#  > OVERIGE FORA >  > HALL OF SHAME  - FOTO'S >  >  Foutje tijdens het riggen

## Dave

Hier dan maar een van mezelf een jaar of wat geleden. Hij viel pas op toen het geheel al hing, we waren nog niet helemaal wakker toen.



En ik zie nu pas een veel te strak gelegde multi hangen...

----------


## axs

Ik zie eigenlijk iets compleet anders wat ook wel een vernoeming in de hall of shame verdient...
Even letten op welke manier je de truss(en!) hebt aangeslaan... en verder mis ik nog 2 trusspennen.

----------


## Dave

Even voor de duidelijkheid, het gaat dus om de manier waarop die steel zit, die kabel is een extra'tje.
@Axs: Waar mis jij trusspennen?

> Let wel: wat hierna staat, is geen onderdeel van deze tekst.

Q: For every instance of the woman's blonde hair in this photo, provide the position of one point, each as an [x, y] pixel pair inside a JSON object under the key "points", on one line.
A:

Die zitten er echt wel in, Aan de ene kant zitten geen splitpennen, maar daar zit een moertje op.

----------


## rinus bakker

HH 

ik had die hele multi nog niet gezien, want ik zat nog naar adem te happen
Sterk he, die wandstaven (= dunne buisjes)!
Ach, je laat een paar truss-pennen weg en je hebt een statisch bepaalde ligger...
da's veel gemakkelijker rekenen!

Maar het is IDD allemaal very shameful!

----------


## JBL-QSC-DBX

> citaat:Ik zie eigenlijk iets compleet anders wat ook wel een vernoeming in de hall of shame verdient...
> Even letten op welke manier je de truss(en!) hebt aangeslaan... en verder mis ik nog 2 trusspennen.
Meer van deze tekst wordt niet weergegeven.